During the enrollment period and prior to randomization, participants underwent screening for potential barriers to adherence. The demands of study participation were discussed in detail with potential participants and, whenever possible, family and/or caregivers. A standardized assessment tool was used to query personal commitment to adhering to the study requirements, degree of support from family members, caregivers and outpatient physicians, and potential transportation barriers. Those unable or unwilling to fully commit to all aspects of study participation or who had a lack of support were considered high risk for non-adherence and were not randomized and were excluded from the study.

Flexible scheduling, ongoing engagement of the participant, participant’s family and caregivers, and transportation support were provided to promote study adherence and retention. In the event of an interruption due to illness, which was anticipated in this frail, high-risk population, participants in the intervention group were allowed up to two additional weeks to complete 36 multi-domain intervention sessions. Participants in both arms were allowed up to 2 additional weeks to complete the 3-month assessments.

Attention control group

Participants randomized to attention control received at least monthly contact from study personnel with scheduled phone calls (months 2, 4, 5 and 6) and follow-up assessments (months 1 and 3).

Usual care

Participants in both arms could receive standard therapies, including home health and outpatient rehabilitation, as directed by their clinical providers. In the event of scheduling conflict, priority was given to usual care therapies. Medical therapy and HF management was at the discretion of the participant’s treating physician and was specifically not addressed by the study protocol for either study arm.

Outcome Measures

The primary outcome measure was change in the Short Physical Performance Battery (SPPB) at 3 months.(13) The SPPB is composed of 3 components, standing balance, gait speed, and timed repeated chair rise, each scored from 0–4 and combined for a total score of 0–12. The secondary outcome measure was all-cause rehospitalizations through 6 months following discharge from index hospitalization. Other measures included 6-month all-cause rehospitalization days, and 3 month change in Six Minute Walk Distance (6MWD), frailty status based on the Fried phenotype(14), health-related quality of life (HR-QOL) based on the Kansas City Cardiomyopathy Questionnaire (KCCQ)(15), cognitive function based on the Montreal Cognitive Assessment (MoCA)(16) and depression symptoms based on the 15-item Geriatric Depression Score (GDS-15).(17) All baseline measures were collected during the index hospitalization prior to randomization. Follow-up assessments were collected by trained, blinded assessors according to standardized protocols. Collection of clinical events was based on patient and caregiver report as well as review of medical records.

Statistical Analysis

Comparison of change in SPPB at 3 months between the attention control and intervention arms was made with analysis of covariance, with the 3-month value as the outcome and the baseline value as the covariate. Similar analyses were done for change in SPPB components, 6MWD, frailty status, KCCQ, MoCA score and GDS-15 score.

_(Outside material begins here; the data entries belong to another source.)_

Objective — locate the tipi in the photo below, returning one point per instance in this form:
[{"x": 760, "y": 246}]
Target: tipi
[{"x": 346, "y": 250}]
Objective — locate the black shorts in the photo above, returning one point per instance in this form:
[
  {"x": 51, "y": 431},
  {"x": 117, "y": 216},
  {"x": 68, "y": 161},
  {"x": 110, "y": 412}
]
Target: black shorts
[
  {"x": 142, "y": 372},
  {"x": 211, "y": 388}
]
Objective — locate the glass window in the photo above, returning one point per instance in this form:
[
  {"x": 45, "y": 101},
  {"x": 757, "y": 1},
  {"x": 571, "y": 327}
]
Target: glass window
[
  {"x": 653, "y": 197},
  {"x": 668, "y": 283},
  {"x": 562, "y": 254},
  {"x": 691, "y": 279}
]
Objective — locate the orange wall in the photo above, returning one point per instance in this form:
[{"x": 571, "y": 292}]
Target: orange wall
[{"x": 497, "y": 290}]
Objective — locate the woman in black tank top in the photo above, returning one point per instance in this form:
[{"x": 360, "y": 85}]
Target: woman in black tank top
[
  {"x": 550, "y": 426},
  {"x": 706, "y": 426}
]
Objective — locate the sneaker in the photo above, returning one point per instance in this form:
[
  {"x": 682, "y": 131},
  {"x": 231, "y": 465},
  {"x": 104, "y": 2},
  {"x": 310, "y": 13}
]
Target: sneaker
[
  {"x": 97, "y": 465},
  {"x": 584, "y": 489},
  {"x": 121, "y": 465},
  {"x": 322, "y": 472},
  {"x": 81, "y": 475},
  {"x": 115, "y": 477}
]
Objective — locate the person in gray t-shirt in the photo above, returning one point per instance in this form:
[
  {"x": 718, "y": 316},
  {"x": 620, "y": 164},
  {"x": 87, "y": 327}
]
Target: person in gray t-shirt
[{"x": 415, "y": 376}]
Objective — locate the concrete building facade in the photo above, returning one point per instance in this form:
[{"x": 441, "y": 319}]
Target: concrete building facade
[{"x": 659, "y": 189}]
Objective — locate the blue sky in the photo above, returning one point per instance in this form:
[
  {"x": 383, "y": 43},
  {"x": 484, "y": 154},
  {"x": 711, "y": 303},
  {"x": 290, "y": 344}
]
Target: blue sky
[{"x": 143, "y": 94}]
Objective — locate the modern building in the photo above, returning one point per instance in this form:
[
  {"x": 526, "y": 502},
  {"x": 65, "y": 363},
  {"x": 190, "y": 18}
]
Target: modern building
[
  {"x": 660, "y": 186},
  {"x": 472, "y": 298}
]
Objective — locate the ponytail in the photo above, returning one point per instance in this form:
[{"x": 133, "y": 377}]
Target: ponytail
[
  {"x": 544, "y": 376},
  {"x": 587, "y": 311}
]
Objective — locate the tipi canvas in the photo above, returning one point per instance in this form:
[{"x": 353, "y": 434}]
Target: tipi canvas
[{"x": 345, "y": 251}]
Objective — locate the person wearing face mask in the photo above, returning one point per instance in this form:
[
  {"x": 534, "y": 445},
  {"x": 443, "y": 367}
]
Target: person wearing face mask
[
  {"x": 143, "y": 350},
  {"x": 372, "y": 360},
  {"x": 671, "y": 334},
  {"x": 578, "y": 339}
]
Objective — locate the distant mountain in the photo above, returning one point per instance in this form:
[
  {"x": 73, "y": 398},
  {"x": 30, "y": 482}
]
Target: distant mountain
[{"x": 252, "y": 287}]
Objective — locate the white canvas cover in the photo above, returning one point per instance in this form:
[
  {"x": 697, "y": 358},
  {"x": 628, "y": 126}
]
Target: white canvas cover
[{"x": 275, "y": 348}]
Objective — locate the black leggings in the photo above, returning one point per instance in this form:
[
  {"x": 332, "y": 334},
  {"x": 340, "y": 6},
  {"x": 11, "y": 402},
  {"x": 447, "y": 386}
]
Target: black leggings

Re-hospitalizations were tracked and analyzed for all 27 participants (intention-to-treat analysis) for the entire 6-month study period. The number of all-cause re-hospitalizations per participant in each study arm was compared using analysis of covariance with HF category and baseline SPPB score as covariates. Secondary analysis of total number of all-cause rehospitalization days was also performed.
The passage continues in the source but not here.